Marcel Winatschek

The Minefield

The blogsphere is in panic mode. Next year the new youth protection treaty kicks in, and it’s clear that the government has written some truly spectacular rules for something it fundamentally doesn’t understand. The regulations are vague as hell—basically cost-traps disguised as policy, written by people who have no idea how the internet actually works. The whole thing seems designed to kill cultural diversity online.

Everyone’s scrambling to figure out what to do. For me, the math is simple and completely impossible at the same time. I could classify my entire site as 18+. Sure, most of my readers are adults anyway. But that’s suicide. A gate page kills traffic, kills impressions, kills every metric that actually matters to an advertiser. No one buys ads on a site that looks like it’s hiding something.

The insane part is that Spiegel Online and Bild get exempted because they’re considered general interest—whatever that actually means. They can publish whatever they want. I have to audit every article, every image, every comment against regulations that don’t make sense. It’s economically impossible. It’s legally uncertain. There’s no way to actually comply.

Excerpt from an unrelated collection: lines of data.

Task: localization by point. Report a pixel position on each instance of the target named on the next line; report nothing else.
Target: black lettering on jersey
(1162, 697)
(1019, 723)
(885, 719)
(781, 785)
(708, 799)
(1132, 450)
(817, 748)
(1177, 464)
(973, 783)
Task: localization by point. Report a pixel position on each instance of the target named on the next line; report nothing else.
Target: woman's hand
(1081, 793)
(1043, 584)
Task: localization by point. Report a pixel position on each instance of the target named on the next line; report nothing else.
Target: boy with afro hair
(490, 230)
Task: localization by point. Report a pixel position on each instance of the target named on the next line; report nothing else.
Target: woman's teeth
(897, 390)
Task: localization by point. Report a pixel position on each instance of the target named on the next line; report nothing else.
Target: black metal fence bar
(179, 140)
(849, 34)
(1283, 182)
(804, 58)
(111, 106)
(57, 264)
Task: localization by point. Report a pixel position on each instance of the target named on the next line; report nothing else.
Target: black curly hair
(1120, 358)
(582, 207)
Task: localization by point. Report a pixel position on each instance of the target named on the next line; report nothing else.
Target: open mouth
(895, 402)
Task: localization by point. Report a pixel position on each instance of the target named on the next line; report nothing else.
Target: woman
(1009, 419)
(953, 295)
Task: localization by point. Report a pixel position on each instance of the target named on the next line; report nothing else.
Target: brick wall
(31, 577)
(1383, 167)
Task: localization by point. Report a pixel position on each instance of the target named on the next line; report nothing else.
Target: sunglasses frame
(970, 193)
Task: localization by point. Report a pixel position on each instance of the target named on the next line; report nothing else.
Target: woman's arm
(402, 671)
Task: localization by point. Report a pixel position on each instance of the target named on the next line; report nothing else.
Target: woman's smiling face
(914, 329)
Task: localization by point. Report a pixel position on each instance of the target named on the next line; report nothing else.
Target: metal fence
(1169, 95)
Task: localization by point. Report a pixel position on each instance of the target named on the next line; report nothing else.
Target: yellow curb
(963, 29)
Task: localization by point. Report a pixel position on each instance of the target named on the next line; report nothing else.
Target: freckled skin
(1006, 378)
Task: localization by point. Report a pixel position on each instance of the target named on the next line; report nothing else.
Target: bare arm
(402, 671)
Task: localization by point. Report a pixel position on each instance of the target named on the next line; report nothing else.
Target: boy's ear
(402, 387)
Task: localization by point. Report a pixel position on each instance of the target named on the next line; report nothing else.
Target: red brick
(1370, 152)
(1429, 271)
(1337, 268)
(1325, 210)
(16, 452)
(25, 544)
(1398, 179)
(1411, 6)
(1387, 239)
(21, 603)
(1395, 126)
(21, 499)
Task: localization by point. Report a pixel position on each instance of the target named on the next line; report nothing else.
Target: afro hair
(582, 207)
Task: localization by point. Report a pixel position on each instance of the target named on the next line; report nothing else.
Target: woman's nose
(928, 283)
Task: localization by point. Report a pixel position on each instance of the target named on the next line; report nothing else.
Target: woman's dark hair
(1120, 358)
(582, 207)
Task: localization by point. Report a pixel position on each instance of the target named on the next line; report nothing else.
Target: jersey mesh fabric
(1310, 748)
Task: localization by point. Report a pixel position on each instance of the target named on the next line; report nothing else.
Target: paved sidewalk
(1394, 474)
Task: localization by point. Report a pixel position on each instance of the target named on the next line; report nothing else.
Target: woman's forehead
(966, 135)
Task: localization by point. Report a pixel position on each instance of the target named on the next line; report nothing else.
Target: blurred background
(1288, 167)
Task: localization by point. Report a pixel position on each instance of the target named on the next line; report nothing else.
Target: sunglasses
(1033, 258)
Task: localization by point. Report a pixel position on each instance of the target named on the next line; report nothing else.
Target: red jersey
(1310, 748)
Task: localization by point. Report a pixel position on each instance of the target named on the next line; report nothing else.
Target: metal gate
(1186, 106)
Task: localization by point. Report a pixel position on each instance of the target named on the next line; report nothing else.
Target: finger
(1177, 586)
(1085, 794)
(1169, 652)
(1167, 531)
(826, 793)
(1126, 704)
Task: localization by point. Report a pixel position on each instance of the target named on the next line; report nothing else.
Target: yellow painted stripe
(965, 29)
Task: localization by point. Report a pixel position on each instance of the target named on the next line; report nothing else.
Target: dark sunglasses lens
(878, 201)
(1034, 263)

The government has proven something with this treaty: they don’t understand what they’re regulating. They’re writing rules about a system they don’t use, don’t participate in, and clearly don’t comprehend. And if it wasn’t so sad, the whole thing would be funny—the biggest intervention in digital culture in German history, written by people who have never really used the internet.

But it’s not funny. I’m sitting here trying to figure out if I should shut down, comply anyway and hope I don’t get destroyed, or somehow pay fines that are impossibly large. Maybe emigrate. Maybe close it all down. Maybe just keep going and see what happens. The road will be rocky. I might not be around to see the other side of it.